7. The type of ground truth used:

  • Not specified. For the algorithm (University of Glasgow ECG Algorithm), it is generally understood that such algorithms are developed and validated against expert consensus or clinically confirmed diagnoses, but the details for this submission are absent.

8. The sample size for the training set:

  • Not specified. This refers to the training of the University of Glasgow ECG Algorithm, which is an external component, and its training details are not provided in this 510(k) summary.

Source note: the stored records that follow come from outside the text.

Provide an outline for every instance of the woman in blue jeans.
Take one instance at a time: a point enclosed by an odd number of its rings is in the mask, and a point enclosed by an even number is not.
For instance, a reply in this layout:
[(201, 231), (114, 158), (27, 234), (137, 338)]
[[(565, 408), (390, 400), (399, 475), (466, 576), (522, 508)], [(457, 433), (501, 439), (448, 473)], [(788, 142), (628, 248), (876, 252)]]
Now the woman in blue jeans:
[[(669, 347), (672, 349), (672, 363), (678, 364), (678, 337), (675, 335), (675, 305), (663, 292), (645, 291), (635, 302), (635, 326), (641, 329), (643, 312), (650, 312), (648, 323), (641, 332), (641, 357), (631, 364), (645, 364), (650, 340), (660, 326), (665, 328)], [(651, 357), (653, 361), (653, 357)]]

9. How the ground truth for the training set was established:

  • Not specified. (Refer to point 8).

Summary of Missing Information:

The provided 510(k) summary is primarily concerned with establishing substantial equivalence to a predicate device and demonstrating software validation according to FDA guidance. It leverages the fact that it uses the same ECG analysis algorithm as the predicate device. It does not contain the detailed performance study data (acceptance criteria, test set characteristics, ground truth establishment, expert involvement, specific performance metrics for diagnostic accuracy) that would be expected for a more modern AI/ML device submission demonstrating algorithmic performance.

§ 870.1425 Programmable diagnostic computer.

(a)
Identification. A programmable diagnostic computer is a device that can be programmed to compute various physiologic or blood flow parameters based on the output from one or more electrodes, transducers, or measuring devices; this device includes any associated commercially supplied programs.(b)
Classification. Class II (performance standards).